Hastanenin bilgisayar sistemindeki arıza dolayısıyla emeklilik sigorta numaramı kafadan uydurma bir numara yazmışlar. Tabi doktor bu numarayı girince, düzelen sistem tanımadı. Birkaç kez daha denedi, olmayınca kayıt bankosuna gitti ki nedir anlasın diye. Aşkımdan da arkasından. İki dakika sonra aşkım yıldırım hızıyla odaya döndü, benim sağlık dosyamı taşıdığı sırt çantasını karıştırdı, küçük bir defter buldu. Yine yıldırım hızıyla kayıt bankosuna döndü. Biraz sonra doktorla beraber döndüler yanıma. Aşkımın yüzünde bir zafer ifadesi. Bunun farkında olan Mehmet Bey gülümseyerek: 'Kendisiyle gurur duydu.' deyince, ben de gurur duydum aşkımla, ama yine de sordum: 'Neden ki?' diye.

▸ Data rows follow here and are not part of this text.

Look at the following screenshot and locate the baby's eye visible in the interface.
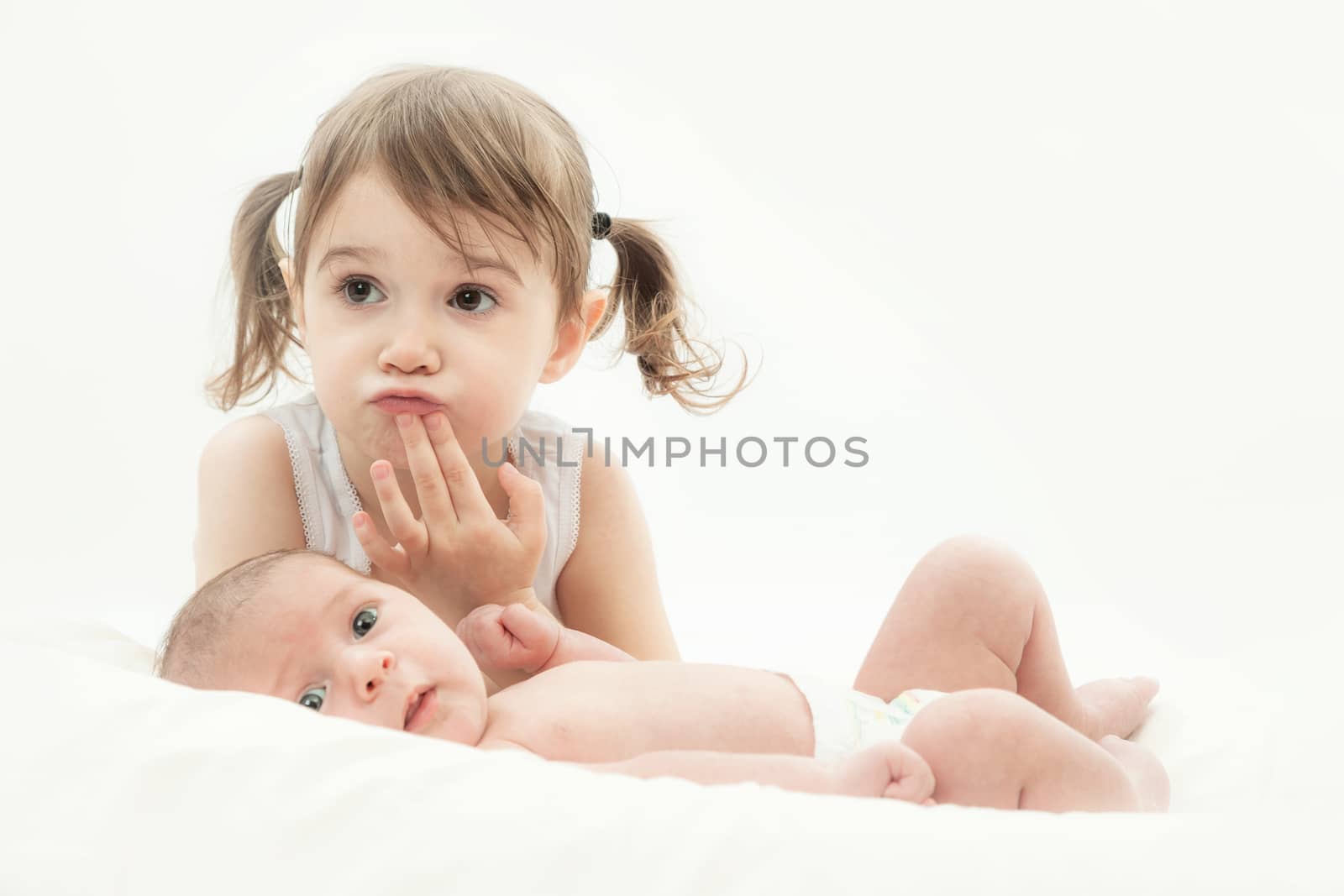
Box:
[453,286,497,314]
[351,607,378,639]
[338,277,386,305]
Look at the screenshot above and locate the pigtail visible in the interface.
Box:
[591,217,748,414]
[206,170,307,411]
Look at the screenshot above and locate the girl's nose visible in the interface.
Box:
[378,320,442,374]
[347,647,396,700]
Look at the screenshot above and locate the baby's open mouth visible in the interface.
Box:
[402,685,438,731]
[402,690,425,731]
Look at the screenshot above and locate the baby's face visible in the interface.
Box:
[215,558,486,744]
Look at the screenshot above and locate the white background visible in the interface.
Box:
[0,0,1344,685]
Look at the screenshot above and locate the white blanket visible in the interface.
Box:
[0,616,1344,896]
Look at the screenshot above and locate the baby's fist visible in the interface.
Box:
[836,740,934,804]
[457,603,560,674]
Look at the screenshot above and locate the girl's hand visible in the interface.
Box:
[457,603,560,674]
[352,411,546,616]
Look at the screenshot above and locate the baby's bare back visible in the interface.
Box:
[481,663,815,762]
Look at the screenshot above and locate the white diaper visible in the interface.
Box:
[789,674,945,759]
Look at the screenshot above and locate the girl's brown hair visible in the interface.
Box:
[207,65,746,414]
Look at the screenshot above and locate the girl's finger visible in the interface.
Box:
[500,461,546,551]
[352,511,410,578]
[396,414,459,528]
[368,461,428,558]
[425,411,495,522]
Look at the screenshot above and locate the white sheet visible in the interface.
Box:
[0,616,1344,896]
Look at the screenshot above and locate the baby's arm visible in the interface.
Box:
[457,596,634,684]
[586,741,934,804]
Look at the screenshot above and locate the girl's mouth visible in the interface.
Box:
[374,395,444,417]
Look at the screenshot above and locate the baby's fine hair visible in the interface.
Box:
[155,548,346,688]
[207,65,746,414]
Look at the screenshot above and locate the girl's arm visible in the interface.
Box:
[555,448,681,659]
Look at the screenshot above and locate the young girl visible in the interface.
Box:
[195,65,744,659]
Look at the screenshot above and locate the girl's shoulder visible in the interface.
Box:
[195,414,305,585]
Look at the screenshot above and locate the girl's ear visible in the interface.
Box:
[280,257,304,341]
[538,289,606,383]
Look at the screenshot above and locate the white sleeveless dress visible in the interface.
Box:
[262,392,586,619]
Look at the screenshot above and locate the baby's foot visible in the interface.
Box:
[1077,676,1158,740]
[1097,735,1172,811]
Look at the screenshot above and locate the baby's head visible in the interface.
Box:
[210,65,746,446]
[155,551,486,744]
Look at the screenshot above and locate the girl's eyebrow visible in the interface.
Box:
[318,246,522,289]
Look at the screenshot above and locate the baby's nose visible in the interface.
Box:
[354,650,396,699]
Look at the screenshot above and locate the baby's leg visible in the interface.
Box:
[853,536,1158,740]
[900,689,1169,811]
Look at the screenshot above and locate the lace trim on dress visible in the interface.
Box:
[336,448,374,575]
[277,421,318,551]
[564,435,583,563]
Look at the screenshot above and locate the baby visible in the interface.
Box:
[156,551,1168,811]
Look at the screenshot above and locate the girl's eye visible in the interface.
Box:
[336,277,386,305]
[351,607,378,641]
[453,286,497,316]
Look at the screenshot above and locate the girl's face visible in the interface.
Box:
[282,172,575,469]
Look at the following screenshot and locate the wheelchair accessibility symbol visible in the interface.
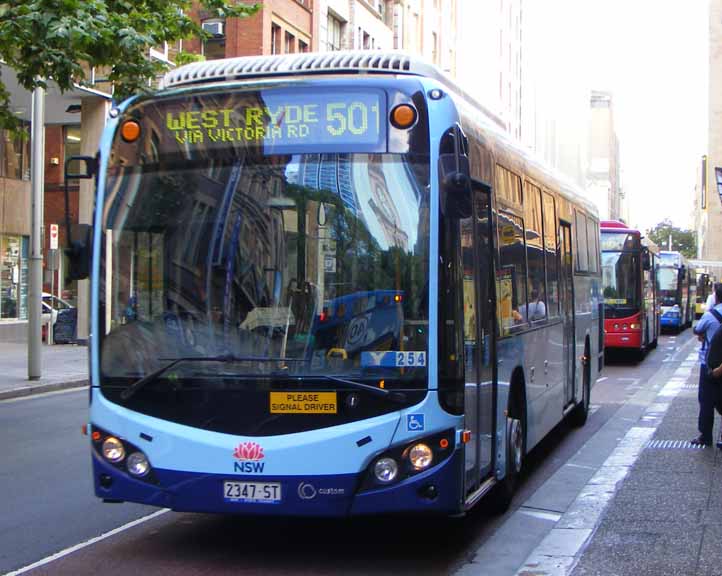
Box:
[406,414,424,432]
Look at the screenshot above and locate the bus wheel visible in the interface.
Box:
[569,348,592,428]
[489,388,526,514]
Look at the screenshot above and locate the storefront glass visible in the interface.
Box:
[0,235,28,320]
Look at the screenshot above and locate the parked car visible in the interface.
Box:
[41,292,78,344]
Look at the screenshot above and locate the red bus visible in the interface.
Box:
[600,220,659,356]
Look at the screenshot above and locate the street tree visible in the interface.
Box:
[0,0,259,130]
[647,218,697,258]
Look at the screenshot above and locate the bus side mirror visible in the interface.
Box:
[439,124,472,218]
[65,156,98,280]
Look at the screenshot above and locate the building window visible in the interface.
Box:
[326,13,343,51]
[63,126,80,184]
[0,124,30,180]
[0,235,28,320]
[201,20,226,60]
[283,32,296,54]
[271,24,281,54]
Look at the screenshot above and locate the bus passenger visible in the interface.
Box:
[519,288,547,322]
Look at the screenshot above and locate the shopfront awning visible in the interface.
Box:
[0,62,112,125]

Mesele şuymuş: Hastanenin bilgisayarı genel sisteme tekrar bağlanmış. Fakat hastane bana uyduruk bir numara verdiği için sistem benim adıma arıza vermiş. Gerçek emeklilik sigorta numaram hiç bir evrakta yokmuş. Aşkım benimle ilgili her türlü bilgi, rapor vb her daim yanında taşıdığından, koşarak gelip aldığı defterde o da varmış. Böylece hastaneye bir amme hizmetinde bulunmuş, işlerini kolaylaştırmış :)

Sonunda raporumuzu, ilk reçetemizi de alıp, profesörle vedalaştık. 'İkinizde çok şeker çocuklarsınız, inşallah daha iyi olursunuz.' diyerek uğurladı bizi.